En tant que cinéaste, je me dois d’assumer ma responsabilité, celle de briser les tabous et de transmettre les problèmes de mon pays, je veux faire des films utiles», déclare Hassan Benjelloun, lors du débat ayant suivi la projection de son film. Il citera également son film sur l’émigration des Juifs marocains en Israël comme exemple de sujet tabou en soulignant qu’il «essaye de chatouiller la réflexion».
Interrogé sur les scènes de sexe, jugées un peu trop présentes dans le film, le réalisateur affirme que «le sexe dans le film n’est pas dévoilé de façon gratuite.
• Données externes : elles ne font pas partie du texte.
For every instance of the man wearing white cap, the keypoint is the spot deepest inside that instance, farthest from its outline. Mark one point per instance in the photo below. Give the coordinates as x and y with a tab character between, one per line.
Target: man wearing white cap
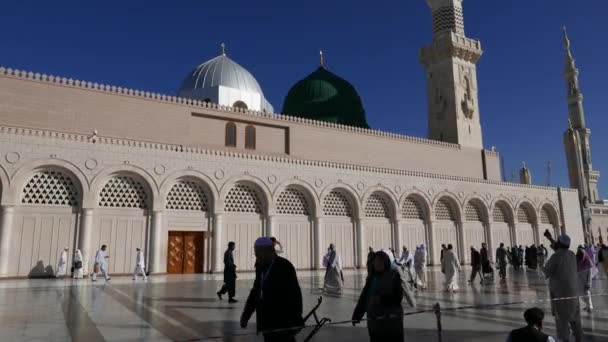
140	265
276	297
62	264
561	271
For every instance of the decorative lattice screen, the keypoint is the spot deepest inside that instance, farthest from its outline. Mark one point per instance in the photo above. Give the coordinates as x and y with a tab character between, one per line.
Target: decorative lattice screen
123	192
292	202
412	209
472	212
547	217
377	206
524	215
336	204
187	195
499	214
444	210
50	187
242	198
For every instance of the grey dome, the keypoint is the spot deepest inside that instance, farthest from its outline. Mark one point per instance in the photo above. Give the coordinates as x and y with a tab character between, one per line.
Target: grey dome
219	71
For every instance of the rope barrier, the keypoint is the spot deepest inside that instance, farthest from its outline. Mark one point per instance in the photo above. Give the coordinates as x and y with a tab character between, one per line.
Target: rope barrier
436	308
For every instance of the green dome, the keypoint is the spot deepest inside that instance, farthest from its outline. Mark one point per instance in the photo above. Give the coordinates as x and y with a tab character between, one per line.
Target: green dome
326	97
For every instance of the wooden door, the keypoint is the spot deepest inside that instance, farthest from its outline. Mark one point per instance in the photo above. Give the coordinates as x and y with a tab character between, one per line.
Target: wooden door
193	252
175	253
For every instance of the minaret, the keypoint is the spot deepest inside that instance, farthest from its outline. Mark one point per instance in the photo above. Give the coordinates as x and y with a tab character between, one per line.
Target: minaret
576	138
451	71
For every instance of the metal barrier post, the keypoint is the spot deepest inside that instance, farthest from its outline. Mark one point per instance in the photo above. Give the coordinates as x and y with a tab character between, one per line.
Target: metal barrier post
437	310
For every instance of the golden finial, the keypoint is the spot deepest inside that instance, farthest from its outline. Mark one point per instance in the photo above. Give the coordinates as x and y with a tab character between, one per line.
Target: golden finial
322	58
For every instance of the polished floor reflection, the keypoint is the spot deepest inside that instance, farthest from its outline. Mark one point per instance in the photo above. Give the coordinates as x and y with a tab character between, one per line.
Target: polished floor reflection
185	308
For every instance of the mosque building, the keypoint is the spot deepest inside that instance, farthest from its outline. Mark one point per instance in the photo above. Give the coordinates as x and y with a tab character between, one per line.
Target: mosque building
84	164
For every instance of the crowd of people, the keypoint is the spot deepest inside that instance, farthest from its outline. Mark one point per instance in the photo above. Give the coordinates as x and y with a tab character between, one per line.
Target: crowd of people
277	300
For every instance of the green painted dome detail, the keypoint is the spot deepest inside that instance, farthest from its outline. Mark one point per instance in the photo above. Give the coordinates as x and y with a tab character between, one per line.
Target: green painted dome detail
326	97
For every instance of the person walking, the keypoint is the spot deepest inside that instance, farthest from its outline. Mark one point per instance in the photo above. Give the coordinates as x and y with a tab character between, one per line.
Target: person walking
78	263
561	270
451	266
584	266
62	264
230	274
475	266
420	260
101	265
532	332
502	259
381	299
276	297
140	265
334	278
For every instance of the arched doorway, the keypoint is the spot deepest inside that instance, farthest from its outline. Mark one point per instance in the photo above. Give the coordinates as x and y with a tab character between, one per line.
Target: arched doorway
338	227
122	220
293	226
45	222
379	214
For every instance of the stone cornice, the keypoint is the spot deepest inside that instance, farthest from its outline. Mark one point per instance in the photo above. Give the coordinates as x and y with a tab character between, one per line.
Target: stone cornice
92	139
145	95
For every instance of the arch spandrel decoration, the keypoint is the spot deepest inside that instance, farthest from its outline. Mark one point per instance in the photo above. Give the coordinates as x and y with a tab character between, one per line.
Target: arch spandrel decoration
292	201
524	214
378	206
124	191
336	203
444	210
50	187
188	195
242	198
473	211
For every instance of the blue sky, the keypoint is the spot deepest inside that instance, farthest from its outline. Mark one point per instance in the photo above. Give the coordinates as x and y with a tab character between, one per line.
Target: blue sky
152	45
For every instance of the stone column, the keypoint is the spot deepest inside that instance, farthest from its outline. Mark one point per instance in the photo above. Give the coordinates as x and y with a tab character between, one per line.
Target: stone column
317	248
432	250
270	225
6	229
360	249
154	264
217	265
84	238
397	235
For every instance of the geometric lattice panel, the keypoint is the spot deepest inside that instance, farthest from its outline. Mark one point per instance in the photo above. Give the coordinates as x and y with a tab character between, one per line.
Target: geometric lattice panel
123	192
547	216
336	204
377	206
242	199
524	215
50	187
187	195
292	202
412	209
499	214
472	212
444	210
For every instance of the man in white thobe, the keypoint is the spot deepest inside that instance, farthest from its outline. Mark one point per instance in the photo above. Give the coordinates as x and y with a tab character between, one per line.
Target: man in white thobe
140	266
561	271
420	266
101	265
62	264
451	266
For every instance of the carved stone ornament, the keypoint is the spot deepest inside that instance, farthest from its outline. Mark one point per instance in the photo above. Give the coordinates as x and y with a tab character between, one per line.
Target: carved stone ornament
159	169
12	157
90	164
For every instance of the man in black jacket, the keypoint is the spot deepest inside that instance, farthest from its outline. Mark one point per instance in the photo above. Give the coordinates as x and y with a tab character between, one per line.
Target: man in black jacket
229	275
533	331
275	297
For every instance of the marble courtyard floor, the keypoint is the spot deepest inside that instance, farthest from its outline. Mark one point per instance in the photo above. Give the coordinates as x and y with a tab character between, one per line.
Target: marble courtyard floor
185	308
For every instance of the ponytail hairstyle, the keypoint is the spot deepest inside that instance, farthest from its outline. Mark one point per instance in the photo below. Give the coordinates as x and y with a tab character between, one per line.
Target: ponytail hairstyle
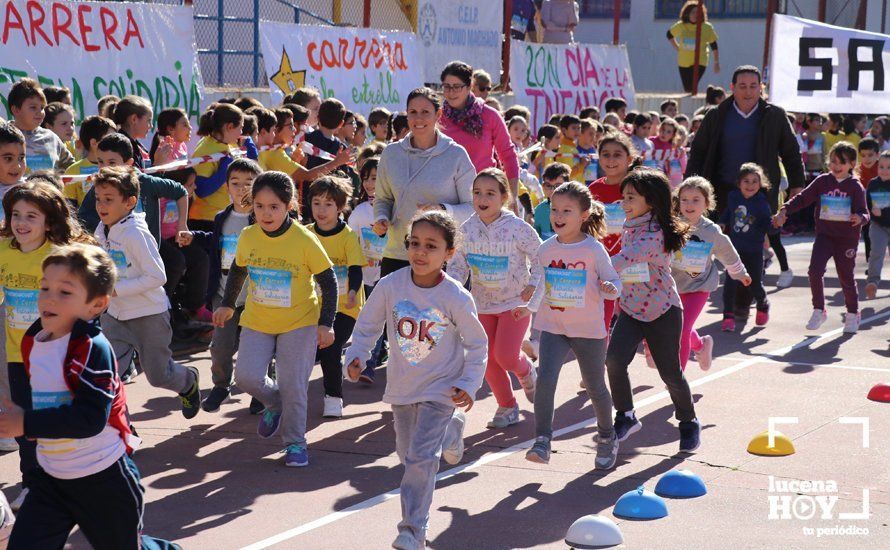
595	224
655	188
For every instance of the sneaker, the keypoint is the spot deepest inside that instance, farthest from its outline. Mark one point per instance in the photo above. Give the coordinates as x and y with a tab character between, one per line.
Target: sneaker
762	317
214	399
785	279
851	323
529	382
540	451
296	456
818	317
367	375
505	416
606	452
690	436
269	422
16	504
256	406
453	444
191	400
705	355
625	425
531	348
333	407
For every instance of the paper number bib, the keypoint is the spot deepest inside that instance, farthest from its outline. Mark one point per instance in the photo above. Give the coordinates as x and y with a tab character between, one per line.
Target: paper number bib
693	258
565	288
270	287
489	272
834	209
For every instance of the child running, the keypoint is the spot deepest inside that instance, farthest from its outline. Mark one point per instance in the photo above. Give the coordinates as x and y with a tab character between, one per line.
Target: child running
650	305
77	415
498	250
694	271
282	317
842	211
327	199
36	220
578	275
746	221
437	365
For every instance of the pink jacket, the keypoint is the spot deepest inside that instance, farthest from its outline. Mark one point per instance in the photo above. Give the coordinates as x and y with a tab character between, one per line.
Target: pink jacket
494	139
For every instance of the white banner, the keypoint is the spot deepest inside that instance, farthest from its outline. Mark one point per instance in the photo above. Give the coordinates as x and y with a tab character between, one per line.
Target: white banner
821	68
553	78
363	68
101	48
468	30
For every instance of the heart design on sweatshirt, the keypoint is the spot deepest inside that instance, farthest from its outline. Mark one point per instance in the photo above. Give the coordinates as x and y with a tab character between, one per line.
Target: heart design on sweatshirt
418	331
D’ailleurs, nous ne pouvons parler de ce sujet sans montrer des images», dira-t-il. S’inscrivant dans le genre fiction-documentaire, le film a un rythme long qui permet de bien comprendre les causes qui mènent à la déchéance.
Des scènes osées et de violence font de ce film une œuvre cinématographique sincère où l’histoire d’amour de Yamena et d’Azzouz n’est qu’un prétexte pour traiter le sujet de l’exploitation sexuelle des femmes. Par ailleurs, le réalisateur marocain a annoncé que son film sera bientôt distribué en Algérie par Cirta Film.